Simply put, tropical wave is a type of atmospheric trough (an elongated area of relatively low pressure), which moves from east to west across the tropics, and results in updraft and cloud formation in the Bay of Bengal. These cloud bands get pushed inland due to the easterly winds and have the capability to dump heavy rains, which they did recently in Tamil Nadu.
This heavy downpour in the state was not a surprise event. "The tropical waves are a very common feature and can be spotted using satellite imagery. Depending on the strength of these waves, they could lead to intense convection and heavy rains. The tropical wave was very strong between Nov 28 and Dec 2, thus resulting in the heavy downpour," said Balasubramanian.
Parthasarathy informed the Rossby Wave has now moved away from Tamil Nadu, and both the tropical wave and the MJO are in the Arabian Sea. "Twenty-seven days of December month are still left and there may be two more incidents [three to four days each] of rainfall in the state. But, these would primarily be limited to southern parts of the state. Overall, the state will receive normal rainfall this northeast monsoon," he said.
Extreme rainfall, cyclones and climate change
The year 2019 can easily be classified as a year of extremes. Early this year, more than half the country was facing acute drought. There was a delay in the arrival of the southwest monsoon. But, when it did, it arrived with a bang. Several states were inundated leading to huge crop and infrastructure losses and loss of lives. Some parts of the country, such as Sangli and Kolhapur in Maharashtra faced unprecedented floods.
"We need to embrace the fact that extremes are the new normal now and it's going to be like this, or possibly become worse in the future," warned Balasubramanian. According to him, how tropical waves respond to a changing climate is not very clear and needs further research. But, it can convincingly be said that due to the changing climate and warming of the oceans, all the rain-bearing systems have a tendency to get intensified beyond their normal strength, resulting in extreme rainfall events.
A recent press release of IMD notes this year there were 11 cyclonic disturbances over the north Indian Ocean of which four were over the Bay of Bengal and seven over the Arabian Sea.
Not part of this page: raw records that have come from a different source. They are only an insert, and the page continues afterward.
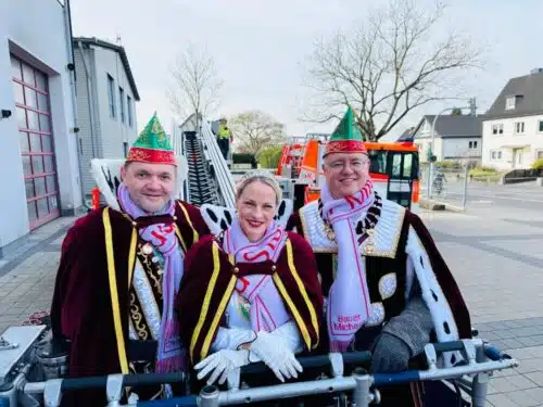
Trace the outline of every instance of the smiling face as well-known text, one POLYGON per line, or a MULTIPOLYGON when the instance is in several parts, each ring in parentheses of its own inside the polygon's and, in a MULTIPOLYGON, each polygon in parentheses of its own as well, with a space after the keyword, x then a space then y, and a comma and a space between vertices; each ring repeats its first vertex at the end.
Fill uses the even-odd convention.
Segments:
POLYGON ((264 237, 274 220, 277 194, 269 185, 254 179, 238 192, 236 208, 241 229, 250 242, 256 242, 264 237))
POLYGON ((164 208, 174 194, 174 165, 129 163, 121 173, 134 203, 149 214, 164 208))
POLYGON ((332 153, 325 157, 323 170, 333 198, 353 195, 369 178, 369 157, 364 153, 332 153))

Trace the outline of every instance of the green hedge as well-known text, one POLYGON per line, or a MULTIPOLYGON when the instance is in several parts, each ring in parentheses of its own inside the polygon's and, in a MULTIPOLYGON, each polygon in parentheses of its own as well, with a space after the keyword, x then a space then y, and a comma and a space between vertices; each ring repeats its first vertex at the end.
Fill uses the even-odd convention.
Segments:
POLYGON ((258 152, 256 160, 262 168, 277 168, 279 160, 281 160, 281 145, 268 147, 258 152))

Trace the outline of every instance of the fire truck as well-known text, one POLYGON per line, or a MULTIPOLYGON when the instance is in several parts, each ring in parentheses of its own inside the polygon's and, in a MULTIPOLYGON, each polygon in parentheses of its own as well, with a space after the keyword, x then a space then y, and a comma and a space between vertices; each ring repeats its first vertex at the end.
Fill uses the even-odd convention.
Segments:
MULTIPOLYGON (((325 145, 326 138, 319 136, 282 148, 276 175, 283 182, 287 180, 286 183, 290 181, 289 192, 295 208, 320 195, 325 145)), ((366 149, 370 158, 369 174, 377 193, 417 212, 420 188, 417 147, 413 142, 366 142, 366 149)))

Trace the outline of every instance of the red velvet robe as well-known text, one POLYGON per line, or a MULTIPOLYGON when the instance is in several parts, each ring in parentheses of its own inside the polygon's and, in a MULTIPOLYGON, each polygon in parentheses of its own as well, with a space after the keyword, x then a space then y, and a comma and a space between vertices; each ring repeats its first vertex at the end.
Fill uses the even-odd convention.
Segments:
POLYGON ((224 313, 237 276, 273 276, 287 309, 302 333, 306 349, 316 348, 323 318, 323 294, 310 245, 300 236, 289 233, 288 243, 275 264, 232 264, 220 247, 213 237, 205 237, 189 251, 185 259, 178 315, 181 336, 189 348, 191 363, 198 364, 210 354, 210 346, 219 326, 224 323, 224 313), (289 267, 289 242, 292 246, 292 268, 289 267), (281 284, 285 290, 281 290, 281 284))
MULTIPOLYGON (((92 211, 77 219, 62 244, 51 306, 51 323, 54 338, 64 338, 71 342, 68 360, 71 378, 121 372, 122 355, 117 348, 108 272, 104 211, 105 208, 92 211)), ((134 226, 126 215, 117 211, 110 208, 109 214, 119 314, 123 336, 127 344, 128 275, 131 272, 128 258, 134 226)), ((178 201, 175 217, 182 238, 181 247, 190 249, 195 240, 209 233, 200 209, 193 205, 178 201)), ((137 225, 173 221, 171 216, 156 216, 140 218, 137 225)), ((89 392, 85 397, 79 394, 76 404, 85 402, 89 406, 104 405, 104 391, 89 392)))
MULTIPOLYGON (((471 338, 471 323, 470 316, 466 303, 462 296, 458 285, 449 269, 445 260, 441 256, 430 232, 424 225, 422 220, 414 213, 406 211, 405 218, 400 225, 402 228, 402 233, 405 234, 408 227, 412 227, 418 236, 424 250, 428 253, 428 257, 431 263, 431 268, 435 274, 439 285, 441 287, 443 294, 451 307, 454 321, 458 329, 458 335, 460 339, 471 338)), ((291 216, 288 221, 287 230, 296 230, 298 233, 304 236, 304 228, 302 226, 302 220, 299 213, 291 216)), ((405 251, 401 247, 397 249, 396 258, 404 258, 405 251)), ((330 285, 333 281, 332 277, 332 262, 330 259, 330 253, 315 253, 315 258, 317 262, 318 270, 321 277, 323 294, 328 295, 330 285)), ((394 259, 393 259, 394 260, 394 259)), ((397 269, 393 270, 396 274, 405 274, 405 262, 397 262, 397 269)), ((383 270, 384 272, 390 272, 391 264, 389 259, 382 257, 366 257, 366 267, 368 270, 383 270), (389 262, 389 263, 387 263, 389 262)), ((404 276, 399 277, 399 281, 405 280, 404 276)), ((400 314, 402 309, 395 309, 395 315, 400 314)), ((389 316, 390 318, 390 316, 389 316)), ((359 332, 361 333, 361 332, 359 332)), ((327 334, 326 325, 323 326, 323 335, 327 334)), ((320 352, 328 352, 328 341, 327 338, 323 338, 323 346, 319 348, 320 352)), ((381 404, 383 407, 392 406, 421 406, 425 399, 425 386, 420 383, 413 383, 412 385, 399 385, 393 387, 380 389, 381 392, 381 404)))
These include three cyclones in the Bay and four in the Arabian Sea.
"Thus, the Arabian Sea has become more active during 2019 with the formation of 7 CDs [cyclonic disturbances] against the normal 1.7 CDs per year. Similarly, 4 cyclones have developed over the Arabian Sea against the normal of 1 per year," reads the December 4 press release.
It goes on to note that "considering the past data (1981-2018), the year 2019 witnessed the formation of the maximum number of CDs so far over the Arabian Sea… The year 2019 also witnessed the development of more intense cyclones over the Arabian Sea."
The need of the hour is to have an effective communication system between the weather departments, the state governments and the civic authorities. Also, states, cities and villages need to work towards climate resilience.
In 2013, Tamil Nadu prepared its draft Tamil Nadu State Action Plan on Climate Change, which was endorsed by the Union ministry of environment, forest and climate change in March 2015. It noted the "annual rainfall is predicted to increase considerably towards the end of the century (2081-2100) in Tamil Nadu. It further read "rainfall intensity during the north east monsoon is likely to increase by 9-22 mm/day by the end of the century across the state, with heavier precipitation towards the coast".
The state action plan was to be revised by March 31 this year taking into consideration India's intended nationally determined contributions (INDCs) to the United Nations Framework Convention on Climate Change. It was to be submitted to the Union environment ministry in September this year. However, as per the news reports, the revised plan is still not final.